Support Questions

Find answers, ask questions, and share your expertise

Do we need to install R on every node to use SparkR through Zeppelin?

Explorer

I am trying to run a query using sparkR interpreter in Zeppelin. We have R installed on the namenode machine and Zeppelin installed on the other machine. So when we fire a query using sparkR interpreter it doesn'display any error on the zeppelin screen but when I see the interpreter logs it throws an error: zeppelin Caused by: java.io.IOException: Cannot run program "R" (in directory "."): error=2, No such file or directory . Do we need to install R on every node?

3 REPLIES 3

Yes, you need to install R on all cluster nodes

Explorer

But Apache's document for R interpreter says:

To run R code and visualize plots in Apache Zeppelin, you will need R on your master node (or your dev laptop).

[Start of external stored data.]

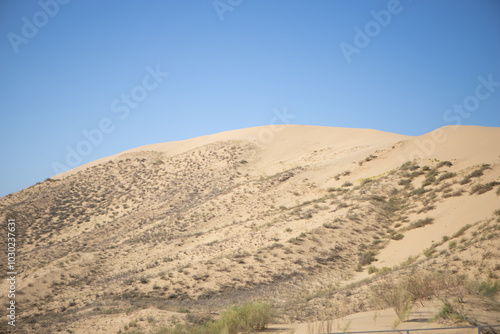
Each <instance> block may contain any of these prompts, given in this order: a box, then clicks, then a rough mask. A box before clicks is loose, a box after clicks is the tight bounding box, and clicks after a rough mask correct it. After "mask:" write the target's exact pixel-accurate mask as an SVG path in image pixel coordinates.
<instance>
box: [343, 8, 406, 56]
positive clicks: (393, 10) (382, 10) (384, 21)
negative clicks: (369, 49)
mask: <svg viewBox="0 0 500 334" xmlns="http://www.w3.org/2000/svg"><path fill="white" fill-rule="evenodd" d="M409 1H411V0H409ZM402 11H403V6H402V5H401V3H400V1H399V0H389V1H388V2H387V9H381V10H379V11H374V10H371V11H370V15H371V16H372V17H373V20H370V21H368V22H367V23H365V25H364V28H363V29H361V28H359V27H358V26H355V27H354V33H355V34H354V37H353V43H352V44H349V43H347V42H341V43H340V44H339V47H340V50H341V51H342V54H343V55H344V58H345V60H346V61H347V63H348V64H350V63H351V61H352V56H353V54H360V53H361V50H363V49H364V48H366V47H367V46H368V45H370V43H371V42H372V40H373V39H374V38H375V37H377V36H378V35H380V33H381V32H382V28H387V26H388V25H389V24H390V23H391V21H392V18H393V16H394V15H398V14H400V13H401V12H402Z"/></svg>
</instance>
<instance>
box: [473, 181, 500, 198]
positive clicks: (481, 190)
mask: <svg viewBox="0 0 500 334" xmlns="http://www.w3.org/2000/svg"><path fill="white" fill-rule="evenodd" d="M498 184H500V183H498V182H496V181H492V182H489V183H486V184H481V183H479V184H476V185H475V186H473V187H472V189H471V192H470V193H471V195H472V194H476V193H477V194H478V195H481V194H484V193H485V192H487V191H490V190H491V189H493V187H494V186H496V185H498Z"/></svg>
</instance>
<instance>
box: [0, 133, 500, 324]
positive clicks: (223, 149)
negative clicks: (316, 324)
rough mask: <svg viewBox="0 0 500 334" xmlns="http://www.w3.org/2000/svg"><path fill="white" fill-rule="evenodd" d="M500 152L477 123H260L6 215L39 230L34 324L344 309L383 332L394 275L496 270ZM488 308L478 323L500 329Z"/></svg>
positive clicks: (68, 184)
mask: <svg viewBox="0 0 500 334" xmlns="http://www.w3.org/2000/svg"><path fill="white" fill-rule="evenodd" d="M499 143H500V129H499V128H487V127H475V126H460V127H451V126H448V127H443V128H440V129H437V130H435V131H433V132H430V133H427V134H424V135H422V136H418V137H411V136H404V135H399V134H392V133H387V132H382V131H376V130H369V129H346V128H331V127H320V126H301V125H280V126H263V127H255V128H249V129H241V130H234V131H228V132H223V133H218V134H213V135H209V136H204V137H199V138H193V139H189V140H184V141H178V142H168V143H160V144H152V145H146V146H142V147H138V148H134V149H131V150H128V151H125V152H122V153H119V154H116V155H114V156H110V157H106V158H103V159H99V160H96V161H94V162H92V163H89V164H86V165H83V166H80V167H78V168H75V169H73V170H71V171H68V172H65V173H62V174H60V175H58V176H56V177H54V178H51V179H50V180H46V181H45V182H43V183H41V184H37V185H35V186H32V187H30V188H27V189H25V190H23V191H21V192H18V193H15V194H12V195H10V196H7V197H4V198H1V199H0V209H1V212H2V217H3V218H6V216H14V217H17V219H19V220H20V221H29V222H30V224H29V226H26V230H25V232H23V233H25V238H26V239H25V241H26V242H25V243H23V246H22V247H20V252H22V254H23V258H25V259H27V260H26V263H25V268H26V269H25V270H24V271H23V272H22V273H20V275H19V278H20V282H21V283H20V285H19V289H20V290H21V291H23V295H22V297H20V300H21V301H22V302H24V303H25V304H26V305H27V306H28V309H29V311H26V313H25V317H27V319H30V322H29V323H30V329H29V330H30V331H31V332H39V333H42V332H41V330H42V329H43V328H45V327H43V328H42V326H41V325H40V324H41V323H44V324H47V326H46V327H47V328H48V329H47V330H48V332H51V331H52V332H54V331H57V330H61V331H63V328H66V327H65V326H66V325H67V326H69V327H67V328H69V329H71V330H72V331H73V332H74V333H84V332H86V331H87V332H88V331H89V330H90V331H92V330H94V331H97V332H102V333H106V332H118V331H119V330H122V331H123V330H124V329H125V325H127V328H129V325H128V323H133V324H135V325H134V326H139V327H141V326H142V327H141V328H143V330H144V331H146V330H148V329H149V330H153V329H154V326H157V327H158V326H161V325H169V324H170V325H171V321H164V320H165V317H168V318H169V319H170V318H172V316H173V317H174V318H176V317H177V318H178V319H179V321H184V320H182V319H188V318H189V317H188V316H187V315H186V311H183V310H189V312H190V313H192V314H195V315H197V314H204V316H207V312H208V311H207V310H210V312H212V311H213V310H216V312H215V313H217V312H220V311H221V310H222V309H224V308H225V307H228V306H230V305H234V304H235V303H236V302H242V301H245V300H258V299H265V300H269V301H270V302H272V303H273V304H274V305H275V306H276V308H277V310H278V316H277V319H276V321H280V322H283V323H285V324H287V325H283V327H282V328H292V327H293V328H295V327H296V328H297V330H298V331H297V333H302V332H304V333H305V332H307V330H308V328H309V331H310V330H311V324H312V323H314V321H315V320H317V319H319V318H321V319H325V317H330V319H333V318H335V317H345V316H347V315H349V314H351V315H350V318H349V319H351V320H352V321H353V322H356V323H353V324H352V326H351V327H352V328H358V329H367V326H368V325H367V324H369V323H373V326H375V327H376V326H377V324H378V325H380V326H379V327H376V328H385V329H386V328H388V326H389V325H388V324H389V323H391V321H392V322H393V321H394V311H392V310H386V311H380V312H382V313H380V314H381V317H380V318H379V320H380V321H378V322H375V321H373V320H370V319H372V318H373V314H374V313H373V312H374V310H373V308H374V307H375V306H374V305H372V304H371V303H372V302H370V300H371V298H372V297H371V293H372V291H373V289H374V287H377V286H381V284H383V283H384V282H387V281H391V282H392V281H394V282H395V281H397V279H398V278H401V277H404V276H405V275H407V274H408V273H409V272H412V271H413V272H414V271H417V272H419V271H422V272H433V271H436V272H438V271H447V272H448V271H449V272H453V273H456V274H457V275H458V274H464V275H469V277H471V279H474V280H483V281H484V282H490V283H491V282H494V281H495V280H496V279H497V278H498V276H499V275H500V272H498V271H499V270H500V266H498V263H497V261H496V259H497V258H498V257H499V256H500V242H499V240H500V233H499V232H498V230H499V229H498V227H497V225H498V223H497V221H498V219H500V218H498V217H497V216H499V214H498V212H500V211H495V210H499V209H500V200H499V198H500V197H499V194H500V187H499V185H500V146H499ZM422 222H424V223H422ZM370 252H371V253H372V255H371V257H372V258H370V257H369V256H368V255H369V253H370ZM367 256H368V260H363V259H366V258H367ZM409 257H411V259H412V260H411V261H405V260H407V259H408V258H409ZM375 258H376V259H375ZM380 272H383V273H384V274H383V275H379V274H377V273H380ZM495 277H497V278H495ZM361 279H368V280H367V281H360V280H361ZM352 283H356V284H357V285H356V284H355V285H354V287H353V286H352V285H349V284H352ZM485 284H486V283H485ZM487 284H489V283H487ZM491 284H493V283H491ZM0 288H1V289H6V283H5V281H4V280H3V281H2V282H1V283H0ZM464 289H465V287H464ZM470 293H472V292H470ZM472 294H473V293H472ZM473 297H474V298H479V297H478V296H475V295H474V296H473ZM497 297H498V296H497ZM497 297H495V298H497ZM471 298H472V297H471ZM433 303H434V304H435V305H437V306H435V307H433V308H432V309H430V310H429V309H427V310H426V311H425V312H427V313H429V312H430V313H436V312H437V310H438V309H439V305H440V301H439V298H437V299H436V300H433ZM488 303H489V302H484V303H483V304H481V303H476V304H474V305H479V306H474V308H471V311H470V312H475V313H477V317H478V319H481V321H483V322H488V321H490V319H491V321H498V319H500V316H499V314H498V312H497V313H491V312H490V313H488V312H486V311H485V310H486V309H488V308H491V307H493V306H491V305H492V304H488ZM434 304H433V305H434ZM37 305H38V306H37ZM40 305H41V306H40ZM470 305H472V304H470ZM485 305H486V306H485ZM126 310H129V311H126ZM476 311H477V312H476ZM363 312H365V313H363ZM427 313H426V314H427ZM61 314H62V316H63V318H64V317H66V318H64V319H65V320H64V321H63V320H61V321H59V320H57V319H58V317H61ZM83 314H88V315H89V317H90V318H88V317H83V316H82V315H83ZM382 315H383V317H382ZM148 317H151V319H152V320H151V321H150V322H149V324H148V322H147V321H145V320H144V319H146V318H148ZM367 317H368V318H370V319H368V318H367ZM382 318H383V319H384V320H383V321H382ZM69 319H72V320H71V321H70V320H69ZM141 319H143V320H141ZM56 320H57V321H56ZM65 321H66V322H67V323H66V322H65ZM292 322H293V323H294V324H291V323H292ZM137 323H139V325H137ZM300 323H301V324H300ZM155 324H156V325H155ZM308 324H309V325H308ZM336 324H337V325H338V326H340V327H339V328H343V327H344V326H345V325H346V323H345V321H343V320H342V321H341V320H338V321H337V322H336ZM363 324H364V325H363ZM410 325H411V324H406V323H405V324H403V326H402V327H405V328H407V327H408V326H410ZM433 325H435V324H433ZM44 326H45V325H44ZM370 326H371V325H370ZM275 327H276V326H275ZM278 327H279V326H278ZM368 327H369V326H368ZM375 327H374V328H375ZM64 330H65V329H64ZM301 331H302V332H301Z"/></svg>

And does sparkR utility distributes the load on the cluster automatically or we need to add any properties for that?

I have spark interpreter where I have set property: master=yarn-client and I have set the spark_home. Is this enough?

Expert Contributor

It depends on how you use sparkR. There are 2 scenarios that require you install R in all the nodes.

* If you use R UDF, then you need to install R in all the nodes. Because that UDF will run in the executor side

* If you want to convert R dataframe to Spark dataframe.